RNA extraction and quantitative reverse transcription PCR

Quantitative reverse transcription PCR (qRT-PCR) was performed to assess the restoration of CDH22 expression by AZA+TSA treatment in BC cell lines. Briefly, total RNA was extracted and purified using an RNeasy Mini Kit (Qiagen, Hilden, Germany) following the manufacturer’s instructions. Five hundred nanograms of total RNA were retrotranscribed using a PrimeScript™ RT reagent Kit (TaKaRa, Otsu, Japan) under conditions of 37 °C for 15 min and 85 °C for 5 s.
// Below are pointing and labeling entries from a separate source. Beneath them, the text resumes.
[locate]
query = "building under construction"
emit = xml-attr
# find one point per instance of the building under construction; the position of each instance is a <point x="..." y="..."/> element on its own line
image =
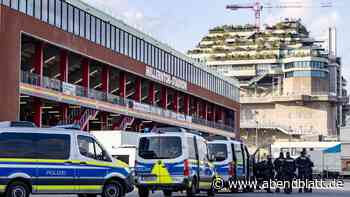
<point x="291" y="85"/>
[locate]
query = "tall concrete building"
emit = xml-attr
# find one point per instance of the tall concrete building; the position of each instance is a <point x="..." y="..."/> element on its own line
<point x="291" y="86"/>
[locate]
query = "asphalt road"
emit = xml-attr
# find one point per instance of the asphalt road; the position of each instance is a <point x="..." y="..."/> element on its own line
<point x="339" y="192"/>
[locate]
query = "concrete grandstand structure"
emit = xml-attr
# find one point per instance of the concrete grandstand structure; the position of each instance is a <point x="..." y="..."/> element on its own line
<point x="291" y="86"/>
<point x="67" y="62"/>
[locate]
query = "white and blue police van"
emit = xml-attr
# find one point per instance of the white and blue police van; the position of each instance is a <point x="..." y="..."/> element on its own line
<point x="231" y="160"/>
<point x="173" y="159"/>
<point x="57" y="161"/>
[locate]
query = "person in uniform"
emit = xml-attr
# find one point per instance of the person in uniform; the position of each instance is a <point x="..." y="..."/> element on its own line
<point x="303" y="164"/>
<point x="278" y="165"/>
<point x="268" y="172"/>
<point x="289" y="172"/>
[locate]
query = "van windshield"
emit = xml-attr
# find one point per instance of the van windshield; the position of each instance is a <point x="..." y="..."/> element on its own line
<point x="162" y="147"/>
<point x="219" y="151"/>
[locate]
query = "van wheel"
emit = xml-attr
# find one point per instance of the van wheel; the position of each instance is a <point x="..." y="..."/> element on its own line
<point x="143" y="192"/>
<point x="112" y="189"/>
<point x="17" y="189"/>
<point x="167" y="193"/>
<point x="193" y="189"/>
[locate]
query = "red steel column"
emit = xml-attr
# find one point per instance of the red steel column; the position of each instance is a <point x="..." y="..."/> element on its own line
<point x="176" y="102"/>
<point x="151" y="93"/>
<point x="37" y="112"/>
<point x="186" y="104"/>
<point x="164" y="97"/>
<point x="122" y="84"/>
<point x="63" y="66"/>
<point x="105" y="79"/>
<point x="64" y="77"/>
<point x="39" y="60"/>
<point x="86" y="74"/>
<point x="138" y="90"/>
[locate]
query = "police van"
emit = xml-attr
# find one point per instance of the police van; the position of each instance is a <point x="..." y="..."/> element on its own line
<point x="57" y="161"/>
<point x="172" y="159"/>
<point x="231" y="160"/>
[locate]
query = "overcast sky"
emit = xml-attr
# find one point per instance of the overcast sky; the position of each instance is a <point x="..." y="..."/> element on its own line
<point x="182" y="23"/>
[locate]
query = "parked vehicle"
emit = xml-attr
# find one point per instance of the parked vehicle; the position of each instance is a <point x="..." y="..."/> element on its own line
<point x="172" y="159"/>
<point x="231" y="160"/>
<point x="57" y="161"/>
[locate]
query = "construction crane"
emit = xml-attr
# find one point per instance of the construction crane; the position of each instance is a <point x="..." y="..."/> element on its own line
<point x="257" y="8"/>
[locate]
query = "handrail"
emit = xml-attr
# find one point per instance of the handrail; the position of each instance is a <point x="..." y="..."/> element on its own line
<point x="57" y="85"/>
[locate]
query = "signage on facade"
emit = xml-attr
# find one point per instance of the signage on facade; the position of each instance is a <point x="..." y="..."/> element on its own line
<point x="68" y="88"/>
<point x="165" y="78"/>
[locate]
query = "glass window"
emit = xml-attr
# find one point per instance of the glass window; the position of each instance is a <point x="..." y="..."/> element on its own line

One microliter of the resulting cDNA was placed in a 96-well plate with 0.5 μl TaqMan probes (CDH22, Hs.PT.58.50475831; GAPDH, Hs.PT.58.40035104 and ACTB, Hs.PT.39a.22214847 from IDT, Coralville, Iowa, USA; and 18S, Hs99999901_s1, from Life Technologies, Carlsbad, CA, USA) and 19 μl of the Premix Ex Taq™ kit (TaKaRa, Otsu, Japan). PCR amplification was performed in triplicate using the Quant Studio 12 K Flex (Life Technologies, Carlsbad, CA, USA) under thermal cycler conditions of 95 °C for 30 s and 40 cycles at 95 °C for 5 s and 60 °C for 34 s. The cycle threshold (Ct) values were calculated using Quant Studio software (Life Technologies, Carlsbad, CA, USA). The relative quantification (RQ) was calculated following the ΔCt method (RQ = 2−ΔCt), using GAPDH, ACTB or 18S as the endogenous control genes. Among them, GAPDH was found to be the better endogenous gene in our cell lines, with a smaller coefficient of variation. Therefore, relative expression of CDH22 was normalised with respect to the level of GAPDH expression.

Statistical analysis

Demographic, clinical and pathological data were summarised as frequencies (and percentages) or means and medians (and ranges), as appropriate. The differences in the frequency of immunohistochemical expression in non-neoplastic, adjacent-to-tumour, and tumour groups were evaluated by the Fisher’s exact test. The optimal cut-off value identifying the methylated or unmethylated status of the CDH22 gene promoter and predicting PFS and OS was estimated by ROC curve analysis, as previously described [28]. Statistical differences in CpG site methylation between groups were determined by Mann–Whitney’s test. Kaplan–Meier plots and log-rank tests were used to examine the association between CDH22 methylation or expression and PFS and OS. A multivariate Cox regression model was fitted to test the independent contribution of each variable to the patient’s outcome after adjustment. Hazard ratios and 95% confidence intervals were used to estimate the effect of each variable on the outcome. Associations between clinical variables were tested by the χ 2 test.